A Brescia l’UICI è una delle associazioni storiche, fra pochi anni raggiungerà il secolo di vita.

Nata nel 1924, oggi rappresenta molti disabili visivi presenti sul territorio. Unica nel suo genere in tutta la provincia, lavora per la piena integrazione dei ciechi e degli ipovedenti, con compiti di tutela dei loro interessi morali e materiali, assistenza burocratica e sociale.

Non solo. Partecipa con grande riscontro con la Fondazione Teatro Grande al progetto Open, studiato per le disabilità sensoriali (ciechi e sordi).

Grazie al coordinamento della prof.
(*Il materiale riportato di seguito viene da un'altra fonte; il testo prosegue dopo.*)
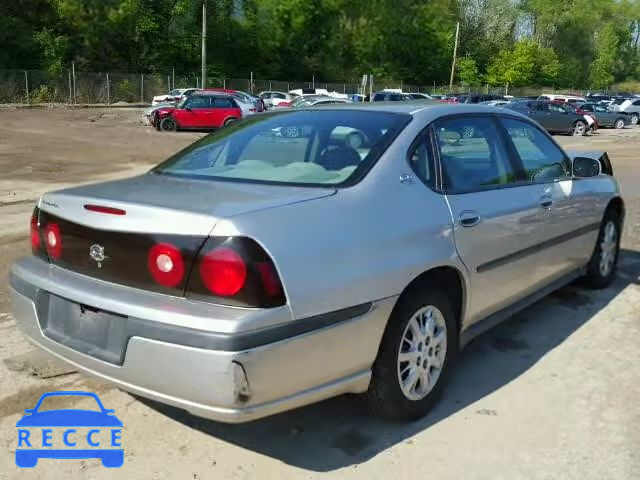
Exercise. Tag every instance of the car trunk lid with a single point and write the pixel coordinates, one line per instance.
(107, 230)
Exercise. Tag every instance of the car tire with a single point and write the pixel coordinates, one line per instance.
(168, 124)
(403, 356)
(601, 269)
(579, 128)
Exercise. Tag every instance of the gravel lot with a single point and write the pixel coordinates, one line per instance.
(551, 394)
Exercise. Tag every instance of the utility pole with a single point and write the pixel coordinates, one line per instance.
(455, 53)
(73, 73)
(204, 44)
Elena Di Giovanni dell’Università di Macerata, la Fondazione rende l’attività di spettacolo comprensibile e aperta a tutti. “Open si è evoluto – ha spiegato il sovrintendente del Grande Umberto Angelini – grazie anche all’UICI che ci ha consentito una posizione privilegiata nella sperimentazione dell’inclusività per tutti a teatro”.

Il progetto consente la fruizione degli spettacoli attraverso l’audiodescrizione in cuffia e prevede itinerari che sono di ausilio per la comprensione di palcoscenico e scenografie.

“Quest’anno – ha spiegato la coordinatrice Fiorella Memo di Fondazione Teatro Grande – abbiamo avviato una nuova iniziativa: si tratta di un corso per guide inclusive dedicato a ragazzi e ragazze, tra i 14 e i 25 anni, provenienti dalle comunità di ciechi e sordi del territorio”. // W.N.